WHAT IS THE DUAL CAPACITY DOCTRINE UNDER KANSAS LAW?
Sometimes the black letter law passed by the legislature is unclear. The legislature can’t anticipate every possible fact scenario when they pass a law, so it lay to the courts to interpret the law and give guidance to what it means. This interpretation is called case law. When the court decides a certain meeting to the law it essentially answers a legal question. Lawyers and other courts then can rely on that ruling when they have a similar issue in their case. The following case answers the question above.
Kimzey v. Interpace Corp., 10 Kan. App. 2d 165, 694 P.2d 907 (1985).
This case addresses the following issue:
What is the dual capacity doctrine under Kansas law?
The workers’ compensation act is a compromise between Kansas employers and Kansas employees. Id. at 166. Employees get a no-fault system that is designed to move more quickly than a civil lawsuit. Id. Employers get a system of limited liability and freedom from civil lawsuits for injuries that are covered by the law—a principle known as exclusivity. Id. In this case, the court explored an exception to this rule, known as the dual capacity doctrine. Id. Applying this doctrine, the court determined that an employee can sue his employer for product liability when the employer has purchased the company responsible for manufacturing the defective product. Id. at 170.
Plaintiff worked for Defendant, and his duties largely included using a pyramid rolling machine. Id. at 165. The machine had been defectively manufactured by the Lock Joint Pipe Co. in approximately 1960. Id. In 1962, Lock Joint was merged into another corporation and that corporation was purchased by Defendant. Id. In April of 1980, the defect caused the machine to malfunction and crush Plaintiff’s leg. Id. Plaintiff received benefits, including medical treatment and off-work benefits pursuant to workers’ compensation. Id. at 166. Plaintiff then filed suit against his employer for the defectively manufactured machine. Id. Defendant argued that the exclusivity of workers’ compensation prevented the lawsuit. Id.

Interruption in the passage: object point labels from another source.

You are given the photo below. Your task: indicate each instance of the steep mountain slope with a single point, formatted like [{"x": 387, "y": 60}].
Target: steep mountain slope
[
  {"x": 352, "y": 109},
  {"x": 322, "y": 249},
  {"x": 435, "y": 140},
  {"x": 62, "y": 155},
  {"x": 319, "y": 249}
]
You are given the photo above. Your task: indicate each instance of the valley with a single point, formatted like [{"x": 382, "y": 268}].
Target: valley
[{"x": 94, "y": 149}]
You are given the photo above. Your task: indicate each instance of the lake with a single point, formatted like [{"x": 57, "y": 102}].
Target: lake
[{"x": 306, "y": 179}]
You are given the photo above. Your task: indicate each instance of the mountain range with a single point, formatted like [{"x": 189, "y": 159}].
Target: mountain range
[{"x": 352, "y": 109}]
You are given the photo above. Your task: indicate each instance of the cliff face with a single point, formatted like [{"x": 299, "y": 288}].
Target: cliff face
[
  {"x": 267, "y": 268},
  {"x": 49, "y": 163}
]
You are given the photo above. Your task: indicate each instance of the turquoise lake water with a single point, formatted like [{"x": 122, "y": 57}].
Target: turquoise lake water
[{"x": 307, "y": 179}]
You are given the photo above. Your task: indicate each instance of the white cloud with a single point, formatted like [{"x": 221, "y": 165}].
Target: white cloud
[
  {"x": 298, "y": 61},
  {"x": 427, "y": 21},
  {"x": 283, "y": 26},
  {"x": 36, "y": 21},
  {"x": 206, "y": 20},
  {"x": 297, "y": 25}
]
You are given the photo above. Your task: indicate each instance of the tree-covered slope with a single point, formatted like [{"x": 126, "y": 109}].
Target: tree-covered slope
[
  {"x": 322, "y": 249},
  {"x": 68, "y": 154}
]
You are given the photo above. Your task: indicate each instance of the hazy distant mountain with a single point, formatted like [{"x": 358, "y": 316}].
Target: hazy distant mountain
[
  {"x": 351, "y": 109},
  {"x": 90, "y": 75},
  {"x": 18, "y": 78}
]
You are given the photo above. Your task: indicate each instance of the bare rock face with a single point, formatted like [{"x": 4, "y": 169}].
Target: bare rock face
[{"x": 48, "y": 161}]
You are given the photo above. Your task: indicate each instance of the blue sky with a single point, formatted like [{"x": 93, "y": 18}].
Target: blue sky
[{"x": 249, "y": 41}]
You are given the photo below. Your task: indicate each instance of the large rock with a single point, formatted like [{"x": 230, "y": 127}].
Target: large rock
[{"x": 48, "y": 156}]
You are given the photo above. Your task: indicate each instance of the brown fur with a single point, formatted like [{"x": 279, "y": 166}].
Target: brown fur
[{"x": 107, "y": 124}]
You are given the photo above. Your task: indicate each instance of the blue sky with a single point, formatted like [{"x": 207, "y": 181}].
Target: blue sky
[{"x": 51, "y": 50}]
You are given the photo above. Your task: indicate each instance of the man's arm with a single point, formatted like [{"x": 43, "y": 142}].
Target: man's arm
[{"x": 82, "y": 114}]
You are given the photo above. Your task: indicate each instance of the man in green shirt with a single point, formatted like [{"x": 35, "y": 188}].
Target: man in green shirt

The court began by noting that exclusivity does not prevent an injured employee from suing a third party that is responsible for injuries also covered by workers’ compensation. Id. at 167. Thus, if Lock Joint still existed, Plaintiff would undisputedly be allowed to bring suit against that company. Id. Under the dual capacity doctrine, an employer that operates under “a second capacity that confers obligations independent of those imposed by employing” an injured worker, liability that would attach to a separate entity in that capacity can also attached to the employer. Id. at 167-68. Put more artfully, a suit that could be brought regardless of the employment relationship is not defeated just because the defendant happens to employ the plaintiff. Id. at 168.
Using the dual capacity doctrine, the court found that Defendant had assumed all liabilities of Joint Stock when it purchased the merged company years earlier. Id. at 169. This included the liability for defects in the machine. Id. Because this liability arose completely independent of the employment relationship, exclusivity could not shield Defendant from this wrong. Id.